I believe it has had a slight positive effect on reducing my OCD symptoms, I am ruminating less during the day, and less intrusive images/thoughts, they have lost their 'punch' a bit. I look forward to take the dose up, looks promising..

PS I recommend taking a good B Complex vitamin with it, esp B12 for clearing homocysteine.


----------



## jer

thanks Soto and Crazymeds.

after my last post, I went directly to Walmart and checked out the supplement section.
I couldnt find any NAC. there were a ton of other supplements - a wall filled with stuff.

anyway I will try other supermarkets here and see if I can find NAC.


----------



## Vini Vidi Vici

if you find it could you post where? the only place i could think of was GNC, and usually that is expensive


----------



## crayzyMed

jer said:


> thanks Soto and Crazymeds.
> 
> after my last post, I went directly to Walmart and checked out the supplement section.
> I couldnt find any NAC. there were a ton of other supplements - a wall filled with stuff.
> 
> anyway I will try other supermarkets here and see if I can find NAC.


I think you better go to a pharmacy and ask for "acetylcysteine" not NAC because they wont recognize that name alteast in my experience. 
Its not solled as a normal supplement in places like wallmarkt, you need to go to a pharmacy.


----------



## odspot

i am definitely still noticing an increase in fogginess. i'm not convinced this side-effect will pass either (it didn't on Memantine), given that the glutamate modulation is a primary effect... unless it's some kind of detoxification reaction? i don't believe it's placebo either, as i popped a pill halfway through reading a theory chapter and suddenly experienced a lot more difficulty absorbing information. on the plus side, i also felt a lot calmer. 

i read that NAC only has a half-life of 1.5 hours or so. i'm wondering if it might be better to take smaller doses - 2-300mg three times a day, rather than 600mg all at once. Jarrow's also make a sustained-release formula which sounds worth looking into. :blank


----------



## crayzyMed

I used to take 600mg 3 times a day.


----------



## soto

odspot - I don't think the half life of NAC is the issue, it is absorbed rapidly and converted to cysteine, which in turn is used as a precursor for glutathione - current understanding is that the increase in cysteine levels is what normalizes glutamate levels in the brain (not the NAC itself). 

I've been taking 600mg morning and night for the past 3 days - the best way I can describe the effect is that it reduces the intensity of the obsessions - one of my obsessions was quite badly triggered yesterday, and I still spent the rest of the day ruminating about it, but the intensity of the distress was managable instead of overwhelming.

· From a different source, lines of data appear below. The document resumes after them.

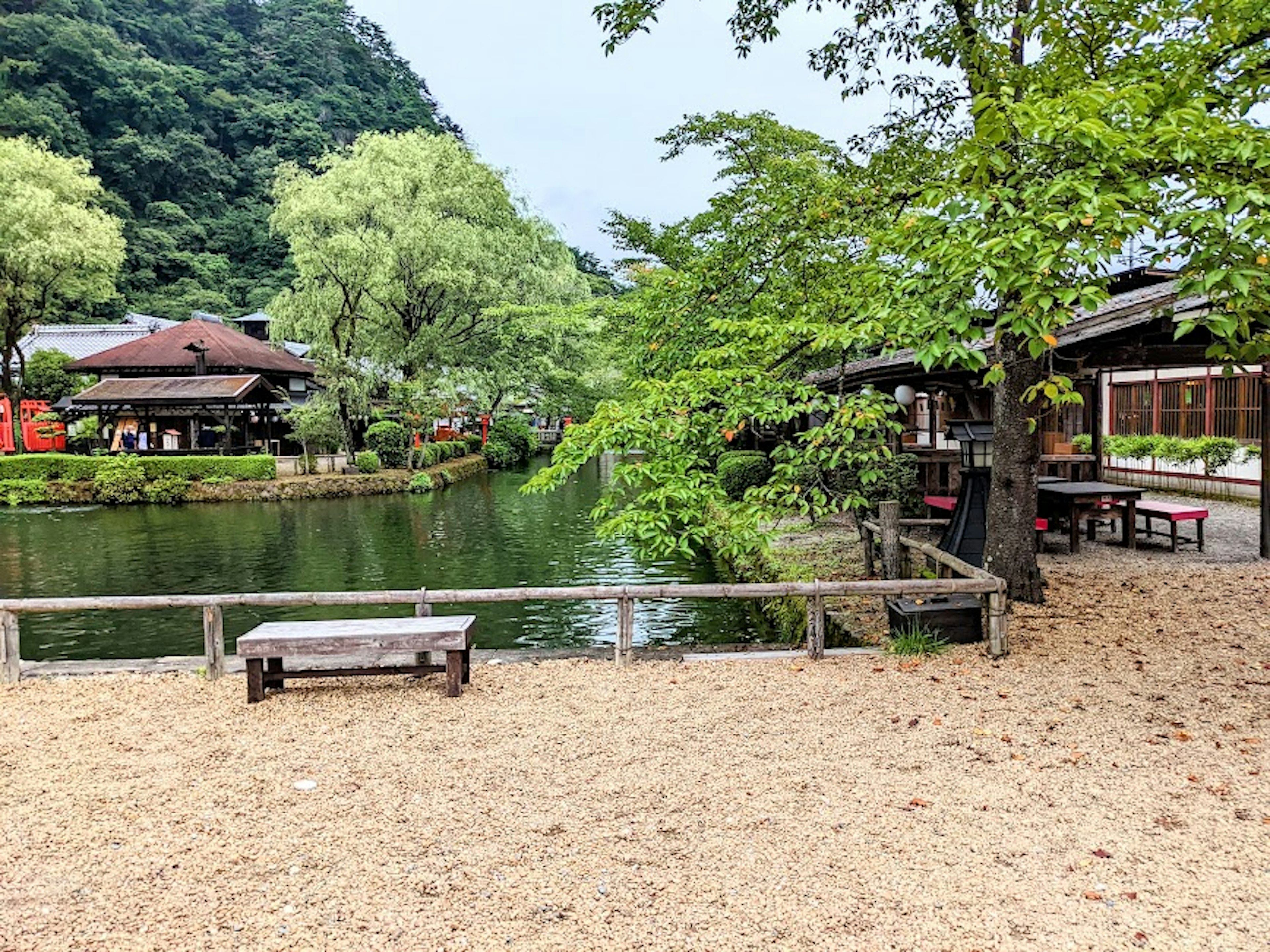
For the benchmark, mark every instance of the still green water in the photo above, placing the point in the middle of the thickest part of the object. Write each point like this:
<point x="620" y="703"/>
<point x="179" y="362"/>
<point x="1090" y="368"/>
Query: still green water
<point x="479" y="534"/>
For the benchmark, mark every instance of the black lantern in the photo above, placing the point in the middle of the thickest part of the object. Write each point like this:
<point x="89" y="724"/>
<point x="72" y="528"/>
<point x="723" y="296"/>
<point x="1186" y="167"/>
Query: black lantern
<point x="968" y="531"/>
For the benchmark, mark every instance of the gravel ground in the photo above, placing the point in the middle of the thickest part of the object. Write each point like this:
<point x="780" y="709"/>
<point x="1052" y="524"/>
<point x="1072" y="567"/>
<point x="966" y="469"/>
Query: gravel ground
<point x="1104" y="787"/>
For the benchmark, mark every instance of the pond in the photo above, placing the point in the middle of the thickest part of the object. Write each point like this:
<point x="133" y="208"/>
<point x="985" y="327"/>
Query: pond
<point x="479" y="534"/>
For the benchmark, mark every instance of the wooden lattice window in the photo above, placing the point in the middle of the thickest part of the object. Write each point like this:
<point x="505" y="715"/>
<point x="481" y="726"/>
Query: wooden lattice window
<point x="1132" y="403"/>
<point x="1183" y="411"/>
<point x="1238" y="408"/>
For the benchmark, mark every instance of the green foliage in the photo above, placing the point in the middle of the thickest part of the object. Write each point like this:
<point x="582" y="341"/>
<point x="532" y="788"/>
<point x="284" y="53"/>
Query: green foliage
<point x="186" y="112"/>
<point x="168" y="491"/>
<point x="741" y="470"/>
<point x="120" y="480"/>
<point x="46" y="377"/>
<point x="65" y="466"/>
<point x="23" y="492"/>
<point x="916" y="640"/>
<point x="1213" y="452"/>
<point x="893" y="478"/>
<point x="423" y="483"/>
<point x="390" y="441"/>
<point x="59" y="249"/>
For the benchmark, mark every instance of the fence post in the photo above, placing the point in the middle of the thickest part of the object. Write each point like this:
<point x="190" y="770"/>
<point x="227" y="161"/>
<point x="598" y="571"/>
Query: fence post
<point x="423" y="610"/>
<point x="625" y="653"/>
<point x="888" y="517"/>
<point x="11" y="663"/>
<point x="816" y="625"/>
<point x="214" y="642"/>
<point x="999" y="638"/>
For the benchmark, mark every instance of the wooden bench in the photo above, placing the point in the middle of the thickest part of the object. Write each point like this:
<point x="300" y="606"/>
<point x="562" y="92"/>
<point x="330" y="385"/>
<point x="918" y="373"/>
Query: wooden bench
<point x="267" y="645"/>
<point x="1174" y="513"/>
<point x="949" y="503"/>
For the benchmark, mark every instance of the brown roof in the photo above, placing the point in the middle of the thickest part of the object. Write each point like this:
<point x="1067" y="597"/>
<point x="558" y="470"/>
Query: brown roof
<point x="228" y="352"/>
<point x="180" y="391"/>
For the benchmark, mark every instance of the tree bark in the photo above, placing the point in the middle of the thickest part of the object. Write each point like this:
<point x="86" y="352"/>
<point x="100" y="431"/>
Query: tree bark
<point x="1010" y="553"/>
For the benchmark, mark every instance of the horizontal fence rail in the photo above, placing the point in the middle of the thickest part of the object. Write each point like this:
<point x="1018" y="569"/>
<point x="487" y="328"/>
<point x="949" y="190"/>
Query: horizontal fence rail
<point x="213" y="605"/>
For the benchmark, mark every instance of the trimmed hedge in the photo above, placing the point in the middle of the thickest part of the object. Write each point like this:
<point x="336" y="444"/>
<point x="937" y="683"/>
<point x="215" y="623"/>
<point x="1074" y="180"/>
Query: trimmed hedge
<point x="390" y="441"/>
<point x="741" y="469"/>
<point x="69" y="468"/>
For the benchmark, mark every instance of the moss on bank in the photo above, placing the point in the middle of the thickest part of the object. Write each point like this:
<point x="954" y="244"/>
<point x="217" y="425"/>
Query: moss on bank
<point x="316" y="487"/>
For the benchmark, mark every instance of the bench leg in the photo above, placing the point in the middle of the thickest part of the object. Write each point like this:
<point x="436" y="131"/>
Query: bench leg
<point x="275" y="669"/>
<point x="454" y="673"/>
<point x="254" y="681"/>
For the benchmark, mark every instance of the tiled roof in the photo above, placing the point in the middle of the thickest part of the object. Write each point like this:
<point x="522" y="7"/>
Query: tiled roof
<point x="228" y="351"/>
<point x="238" y="389"/>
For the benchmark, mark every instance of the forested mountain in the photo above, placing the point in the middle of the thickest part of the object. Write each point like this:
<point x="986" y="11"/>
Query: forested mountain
<point x="185" y="108"/>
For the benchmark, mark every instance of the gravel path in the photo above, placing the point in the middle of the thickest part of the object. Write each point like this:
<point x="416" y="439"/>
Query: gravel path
<point x="1102" y="789"/>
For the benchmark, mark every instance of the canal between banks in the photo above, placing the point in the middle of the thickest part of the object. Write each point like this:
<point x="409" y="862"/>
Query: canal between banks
<point x="479" y="534"/>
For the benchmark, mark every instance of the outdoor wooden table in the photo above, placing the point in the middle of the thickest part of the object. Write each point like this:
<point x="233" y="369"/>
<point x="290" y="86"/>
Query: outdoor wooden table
<point x="274" y="642"/>
<point x="1080" y="499"/>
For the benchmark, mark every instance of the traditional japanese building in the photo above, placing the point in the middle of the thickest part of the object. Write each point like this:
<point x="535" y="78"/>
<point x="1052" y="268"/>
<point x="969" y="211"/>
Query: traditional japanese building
<point x="195" y="386"/>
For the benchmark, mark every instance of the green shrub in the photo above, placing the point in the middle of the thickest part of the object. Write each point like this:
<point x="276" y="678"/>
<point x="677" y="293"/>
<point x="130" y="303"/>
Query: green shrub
<point x="23" y="492"/>
<point x="892" y="479"/>
<point x="498" y="455"/>
<point x="120" y="480"/>
<point x="741" y="469"/>
<point x="423" y="483"/>
<point x="519" y="438"/>
<point x="260" y="466"/>
<point x="392" y="441"/>
<point x="169" y="491"/>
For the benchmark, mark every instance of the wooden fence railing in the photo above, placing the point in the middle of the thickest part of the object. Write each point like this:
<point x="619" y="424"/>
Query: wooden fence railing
<point x="423" y="600"/>
<point x="898" y="560"/>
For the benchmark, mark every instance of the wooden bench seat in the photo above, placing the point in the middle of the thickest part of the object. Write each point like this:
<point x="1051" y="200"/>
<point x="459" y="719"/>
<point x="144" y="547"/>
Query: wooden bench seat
<point x="267" y="645"/>
<point x="1174" y="513"/>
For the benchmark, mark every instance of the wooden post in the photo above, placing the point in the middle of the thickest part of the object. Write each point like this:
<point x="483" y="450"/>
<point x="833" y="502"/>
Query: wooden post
<point x="1096" y="428"/>
<point x="625" y="654"/>
<point x="423" y="610"/>
<point x="889" y="522"/>
<point x="999" y="640"/>
<point x="816" y="626"/>
<point x="214" y="642"/>
<point x="9" y="653"/>
<point x="1265" y="461"/>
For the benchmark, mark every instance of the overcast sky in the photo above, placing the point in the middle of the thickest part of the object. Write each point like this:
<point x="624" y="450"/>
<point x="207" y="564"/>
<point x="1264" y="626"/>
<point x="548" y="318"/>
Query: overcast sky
<point x="576" y="130"/>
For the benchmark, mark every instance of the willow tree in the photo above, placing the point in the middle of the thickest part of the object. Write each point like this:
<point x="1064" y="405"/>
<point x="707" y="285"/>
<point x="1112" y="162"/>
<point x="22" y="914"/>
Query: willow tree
<point x="402" y="247"/>
<point x="59" y="249"/>
<point x="1060" y="131"/>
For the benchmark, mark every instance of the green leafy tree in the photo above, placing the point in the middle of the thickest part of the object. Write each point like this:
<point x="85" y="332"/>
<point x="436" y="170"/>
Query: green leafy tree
<point x="1039" y="140"/>
<point x="59" y="249"/>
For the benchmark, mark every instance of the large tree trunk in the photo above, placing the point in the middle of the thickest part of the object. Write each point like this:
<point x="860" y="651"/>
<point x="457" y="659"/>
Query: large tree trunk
<point x="1010" y="551"/>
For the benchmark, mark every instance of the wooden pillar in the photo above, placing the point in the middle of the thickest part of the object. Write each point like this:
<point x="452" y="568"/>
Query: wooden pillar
<point x="1096" y="429"/>
<point x="423" y="610"/>
<point x="9" y="652"/>
<point x="1265" y="462"/>
<point x="889" y="522"/>
<point x="625" y="653"/>
<point x="214" y="642"/>
<point x="816" y="625"/>
<point x="999" y="640"/>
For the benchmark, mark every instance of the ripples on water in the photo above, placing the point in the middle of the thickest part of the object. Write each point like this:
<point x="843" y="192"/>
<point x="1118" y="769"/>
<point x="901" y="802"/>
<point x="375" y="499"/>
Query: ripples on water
<point x="481" y="534"/>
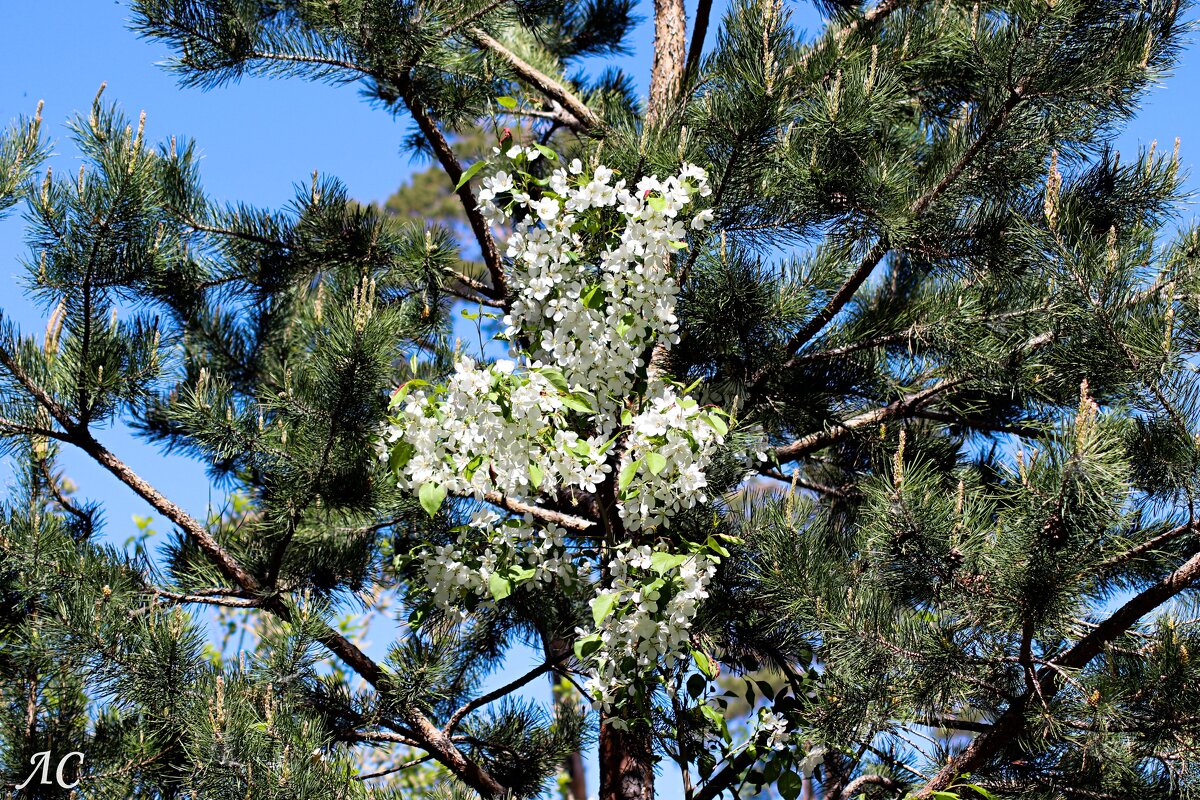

My understanding of NAC so far is that it flattens the spikes from OCD, and more succesfully keeps distrubing thoughts 'below the surface' - but it is NOT an antidepressant, if anything I have found that my mood is flattened a bit since taking it, I have heard that NAC is also being trialled for bipolar disorder, and this makes alot of sense, it steers you away from the manic end of the spectrum. 

In comparison to Inositol, I have found NAC a more effective anti-obsessional (although I still use both, with the Inositol >10g/day being a good antidepressant) , I think it is well worth trying for anyone with OCD


----------



## odspot

thanks for the explanation soto. i shouldn't be so quick to indulge in amateur science  i also find your description of NAC's benefits re: OCD accurate - the thoughts seem to remain lingering in the back of my mind, but they lack their usual potency or draw. in fact, i barely seem to get any real 'spikes' at all. 

of course, natural agents should probably be used in synergy, and i get how NAC wouldn't work as a standalone compound. now that i am just about finished with Parnate (waiting for the 2-week washout to end), i am thinking about my next step, AD-wise. i have long considered giving inositol a decent trial as an anti-anxiety/panic/mood-brightening agent. i have also had some wonderful results with SAM-e when i tried it briefly before Parnate.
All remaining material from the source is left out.